You can use Negative lookahead construction that asserts what is invalid to match. Its format is (?! ... )
For your case you can try something like this:
This will not match the input string if it has 2 or more consecutive dots, commas or slashes (or any combination of them)
(?!.*[.,\/]{2}) ... rest of the regex
This will not match the input string if it has more than 5 characters 'A'.
(?!(.*A.*){5}) ... rest of the regex
This will match everything except your restrictions. Repplace last part (.*) with your regex.
^(?!.*[.,\/]{2})(?!(.*\..*){5})(?!(.*,.*){5})(?!(.*\/.*){5}).*$
Note: This regex may no be optimized.
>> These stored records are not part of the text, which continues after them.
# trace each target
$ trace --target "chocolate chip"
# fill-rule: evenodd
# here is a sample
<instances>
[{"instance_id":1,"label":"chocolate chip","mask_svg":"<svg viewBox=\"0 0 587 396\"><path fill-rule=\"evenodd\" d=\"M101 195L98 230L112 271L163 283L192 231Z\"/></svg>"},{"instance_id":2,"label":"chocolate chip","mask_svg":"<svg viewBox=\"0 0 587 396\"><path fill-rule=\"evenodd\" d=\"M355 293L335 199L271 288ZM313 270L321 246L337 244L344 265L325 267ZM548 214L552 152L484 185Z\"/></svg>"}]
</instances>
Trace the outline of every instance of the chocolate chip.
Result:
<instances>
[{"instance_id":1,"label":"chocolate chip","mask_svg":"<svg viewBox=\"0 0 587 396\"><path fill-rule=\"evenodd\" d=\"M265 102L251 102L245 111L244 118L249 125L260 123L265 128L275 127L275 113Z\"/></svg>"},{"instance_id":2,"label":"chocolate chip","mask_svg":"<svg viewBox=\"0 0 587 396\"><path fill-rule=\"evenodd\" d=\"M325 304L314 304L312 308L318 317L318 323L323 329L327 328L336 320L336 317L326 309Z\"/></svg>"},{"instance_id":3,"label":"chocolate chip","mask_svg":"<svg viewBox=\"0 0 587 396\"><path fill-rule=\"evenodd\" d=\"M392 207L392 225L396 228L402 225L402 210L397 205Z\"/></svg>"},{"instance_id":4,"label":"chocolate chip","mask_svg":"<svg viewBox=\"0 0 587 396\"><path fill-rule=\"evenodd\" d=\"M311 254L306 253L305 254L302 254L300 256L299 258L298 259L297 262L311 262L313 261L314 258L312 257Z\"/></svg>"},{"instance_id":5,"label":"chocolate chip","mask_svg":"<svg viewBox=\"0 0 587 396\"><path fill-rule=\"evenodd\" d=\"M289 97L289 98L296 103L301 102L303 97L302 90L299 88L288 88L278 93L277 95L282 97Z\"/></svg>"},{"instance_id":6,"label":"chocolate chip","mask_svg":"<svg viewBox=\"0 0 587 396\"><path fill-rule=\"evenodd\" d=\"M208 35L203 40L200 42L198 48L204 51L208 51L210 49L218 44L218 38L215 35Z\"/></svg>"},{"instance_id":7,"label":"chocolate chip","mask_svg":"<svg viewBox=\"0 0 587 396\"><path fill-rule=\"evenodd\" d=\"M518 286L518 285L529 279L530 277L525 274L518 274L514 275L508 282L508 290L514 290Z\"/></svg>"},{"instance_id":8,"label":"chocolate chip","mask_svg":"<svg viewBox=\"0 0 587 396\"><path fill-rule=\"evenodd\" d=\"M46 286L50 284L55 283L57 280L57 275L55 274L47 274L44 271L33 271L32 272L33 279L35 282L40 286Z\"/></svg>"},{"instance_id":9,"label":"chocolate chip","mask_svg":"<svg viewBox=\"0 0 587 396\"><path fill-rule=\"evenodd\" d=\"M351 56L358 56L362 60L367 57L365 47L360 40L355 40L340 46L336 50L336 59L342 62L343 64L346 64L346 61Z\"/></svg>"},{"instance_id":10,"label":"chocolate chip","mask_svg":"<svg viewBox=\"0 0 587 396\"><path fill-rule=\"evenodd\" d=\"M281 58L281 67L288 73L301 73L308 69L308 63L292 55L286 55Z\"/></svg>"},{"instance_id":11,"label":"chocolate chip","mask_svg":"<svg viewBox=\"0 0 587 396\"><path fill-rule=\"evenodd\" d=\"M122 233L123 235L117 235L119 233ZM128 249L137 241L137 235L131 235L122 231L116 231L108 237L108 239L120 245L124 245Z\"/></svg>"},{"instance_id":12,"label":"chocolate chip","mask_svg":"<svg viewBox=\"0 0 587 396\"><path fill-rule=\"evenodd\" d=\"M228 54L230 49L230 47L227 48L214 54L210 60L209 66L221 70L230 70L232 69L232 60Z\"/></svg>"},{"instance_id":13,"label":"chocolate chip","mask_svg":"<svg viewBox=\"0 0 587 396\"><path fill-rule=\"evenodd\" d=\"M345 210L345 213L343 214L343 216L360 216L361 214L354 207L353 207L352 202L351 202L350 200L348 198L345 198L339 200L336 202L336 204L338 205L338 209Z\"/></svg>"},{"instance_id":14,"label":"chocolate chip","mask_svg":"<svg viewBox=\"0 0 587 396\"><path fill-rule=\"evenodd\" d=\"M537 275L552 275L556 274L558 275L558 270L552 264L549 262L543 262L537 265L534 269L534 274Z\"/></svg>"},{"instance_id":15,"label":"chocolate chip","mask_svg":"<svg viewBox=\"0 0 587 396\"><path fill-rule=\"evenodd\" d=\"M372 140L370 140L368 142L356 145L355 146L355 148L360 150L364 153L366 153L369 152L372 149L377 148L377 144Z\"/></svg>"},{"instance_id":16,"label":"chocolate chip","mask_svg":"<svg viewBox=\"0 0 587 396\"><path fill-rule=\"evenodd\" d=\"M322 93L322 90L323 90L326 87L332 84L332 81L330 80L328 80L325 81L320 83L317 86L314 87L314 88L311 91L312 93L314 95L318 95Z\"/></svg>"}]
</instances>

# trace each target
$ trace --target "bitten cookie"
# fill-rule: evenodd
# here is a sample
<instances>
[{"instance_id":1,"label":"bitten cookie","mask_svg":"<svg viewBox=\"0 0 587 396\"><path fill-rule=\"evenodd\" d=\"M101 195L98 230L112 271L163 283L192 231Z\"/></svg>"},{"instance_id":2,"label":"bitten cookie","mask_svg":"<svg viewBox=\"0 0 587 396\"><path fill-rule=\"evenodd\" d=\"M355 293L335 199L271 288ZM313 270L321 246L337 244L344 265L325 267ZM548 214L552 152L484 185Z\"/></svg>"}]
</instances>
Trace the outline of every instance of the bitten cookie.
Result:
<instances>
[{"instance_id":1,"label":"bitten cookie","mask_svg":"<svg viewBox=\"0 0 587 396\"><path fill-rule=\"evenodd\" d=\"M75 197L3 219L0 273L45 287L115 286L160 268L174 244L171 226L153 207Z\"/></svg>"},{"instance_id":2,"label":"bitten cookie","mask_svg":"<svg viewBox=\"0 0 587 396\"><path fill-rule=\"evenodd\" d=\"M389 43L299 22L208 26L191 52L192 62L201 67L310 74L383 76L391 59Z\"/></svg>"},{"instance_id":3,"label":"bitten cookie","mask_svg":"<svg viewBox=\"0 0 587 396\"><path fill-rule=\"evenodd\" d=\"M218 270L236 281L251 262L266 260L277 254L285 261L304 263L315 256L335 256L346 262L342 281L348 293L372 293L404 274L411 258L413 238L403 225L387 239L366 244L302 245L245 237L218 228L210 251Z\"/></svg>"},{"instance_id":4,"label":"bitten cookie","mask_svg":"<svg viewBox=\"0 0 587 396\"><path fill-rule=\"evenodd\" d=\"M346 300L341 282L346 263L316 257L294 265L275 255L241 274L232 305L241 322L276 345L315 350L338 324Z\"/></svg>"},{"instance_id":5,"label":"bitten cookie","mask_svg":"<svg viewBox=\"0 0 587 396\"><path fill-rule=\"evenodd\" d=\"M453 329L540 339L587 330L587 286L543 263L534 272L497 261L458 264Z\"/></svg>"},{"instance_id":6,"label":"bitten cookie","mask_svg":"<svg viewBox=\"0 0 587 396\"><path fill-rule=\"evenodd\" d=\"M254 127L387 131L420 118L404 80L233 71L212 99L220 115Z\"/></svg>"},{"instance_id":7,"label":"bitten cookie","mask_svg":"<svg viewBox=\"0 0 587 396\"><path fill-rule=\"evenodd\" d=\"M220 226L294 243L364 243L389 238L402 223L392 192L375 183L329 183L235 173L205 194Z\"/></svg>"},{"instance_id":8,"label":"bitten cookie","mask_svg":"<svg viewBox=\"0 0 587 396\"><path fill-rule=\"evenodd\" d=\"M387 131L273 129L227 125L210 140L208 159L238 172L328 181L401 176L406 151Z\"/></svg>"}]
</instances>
It may be faster if you use loop to iterate over string characters and count their occurences.
You can use this regex:
^(?![^,./-]*([,./-])\1)(?![^,./-]*([,./-])(?:[^,./-]*\2){4})[ \da-z,./-]+$
In C#:
foundMatch = Regex.IsMatch(yourString, #"^(?![^,./-]*([,./-])\1)(?![^,./-]*([,./-])(?:[^,./-]*\2){4})[ \da-z,./-]+$", RegexOptions.IgnoreCase);
Explanation
The ^ anchor asserts that we are at the beginning of the string
The negative lookahead (?![^,./-]*([,./-])\1) asserts that it is not possible to match any number of special chars, followed by one special char (captured to Group 1) followed by the same special char (the \1 backreference)
The negative lookahead (?![^,./-]*([,./-])(?:[^,./-]*\2){4}) ` asserts that it is not possible to match any number of special chars, followed by one special char (captured to Group 2), then any non-special char and that same char from Group 2, four times (five times total)
The $ anchor asserts that we are at the end of the string
A regular expression string to detect invalid strings is:
[^\w \-\r\n]{2}|(?:[\w \-]+[^\w \-\r\n]){5}
As C# string literal (regular and verbatim):
"[^\\w \\-\\r\\n]{2}|(?:[\\w \\-]+[^\\w \\-\\r\\n]){5}"
#"[^\w \-\r\n]{2}|(?:[\w \-]+[^\w \-\r\n]){5}"
It is much easier to find a string than to validate if a string does not contain ...
It can be checked with this expression if the string entered by the user is invalid because of a match of 2 special characters in sequence OR 5 special characters used in the string.
Explanation:
[^...] ... a negative character class definition which matches any character NOT being one of the characters listed within the square brackets.
\w ... a word character which is either a letter, a digit or an underscore.
The next character is simply a space character.
\- ... the hyphen character which must be escaped with a backslash within square brackets as otherwise the hyphen character would be interpreted as "FROM x TO z" (except when being the first or the last character within the square brackets).
\r ... carriage return
\n ... line-feed
Therefore [^\w \-\r\n] finds a character which is NOT a letter, NOT a digit, NOT an underscore, NOT a space, NOT a hyphen, NOT a carriage return and also NOT a line-feed.
{2} ... the preceding expression must match 2 such characters.
So with the expression [^\w \-\r\n]{2} it can be checked if the string contains 2 special characters in a sequence which makes the string invalid.
| ... OR
(?:...) ... none marking group needed here for applying the expression inside with the multiplier {5} at least 5 times.
[...] ... a positive character class definition which matches any character being one of the characters listed within the square brackets.
[\w \-]+ ... find a word character, or a space, or a hyphen 1 or more times.
[^\w \-\r\n] ... and next character being NOT a word character, space, hyphen, carriage return or line-feed.
Therefore (?:[\w \-]+[^\w \-\r\n]){5} finds a string with 5 "special" characters between "standard" characters.